Я, как могла спокойно, отвечала, что не только есть, но и даже можно выбрать чем и как.
– Ну, а качество, качество мыла? Оно там, конечно, уступает марсельскому мылу, сваренному по старинным французским рецептам?
– Старинные французские рецепты, конечно, хороши, спору нет, – отвечала я. – Но вы не забывайте, что мировые гиганты уже не только везут свое мыло в Россию, но и понастроили там мыловаренные заводы, скажем, в Московской области… И вы будете, пусть даже и по старинным французским рецептам, соревноваться именно с ними – в первую очередь в цене, но, вполне возможно, и в качестве.
– Ну, ладно, – вздохнул Дидье. – Лучше объясните мне разницу между «ш» и «щ». Ведь это же одно и то же!

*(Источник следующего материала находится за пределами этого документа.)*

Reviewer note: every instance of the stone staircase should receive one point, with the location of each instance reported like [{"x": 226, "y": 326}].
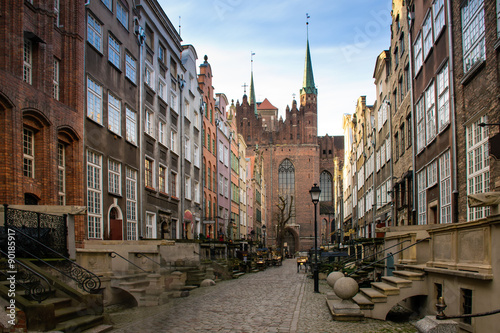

– Это вы сейчас слышите одно и то же, ухо не привыкло еще, не разогрелось, вот как мускулы, когда вы тренируетесь… – вдохновенно сказала я, посматривая на его большой блестящий тренажер, весь в гантелях и штангах, за которым Дидье себе ежедневно что-то там подкачивал и укреплял. – Растягиваются, правильно? И здесь то же самое. Ухо не готово еще, не растянулось, понимаете, на то, чтобы слышать разницу между этими двумя согласными звуками…
– Ну-ну, – проговорил он.
– Так вот, звук «ш» – вы хорошо знаете, это твердый согласный звук, ничего сложного для вас в нем нет, он есть в вашем арсенале. Зато там нет «щ». Что особенного в «щ»? То, что это звук невероятно мягкий, язык ставится ближе к верхним передним зубам… Да, вот так. И все, что вы произносите, будет после «щ» смягчаться, все гласные. Вы говорите «щя», «щю», хотя на бумаге должно быть написано «ща» и «щу», понимаете?
Я написала: «щу».
Он внимательно, чуть склонив голову набок, посмотрел на эту зяку – так довольная курица разглядывает в мягкой огородной земле червячка.
– «Щ» будет превращать твердую большую откры тую гласную букву в мягкий звук, – увлеклась я, – что было [у], как в «choux», станет [ю], как в «tu». На самом деле, мы произносим «щю», только не обращаем на это внимания. А! Да. И сочетание «сч» в большинстве случаев даст вам опять-таки «щ».
– Но это же нелогично! – возмутился он.
– Если логичнее, надо было выбирать немецкий, – тоном, не терпящим возражений, сказала я. – Ну-ка, повторите, ща-а-а-астье.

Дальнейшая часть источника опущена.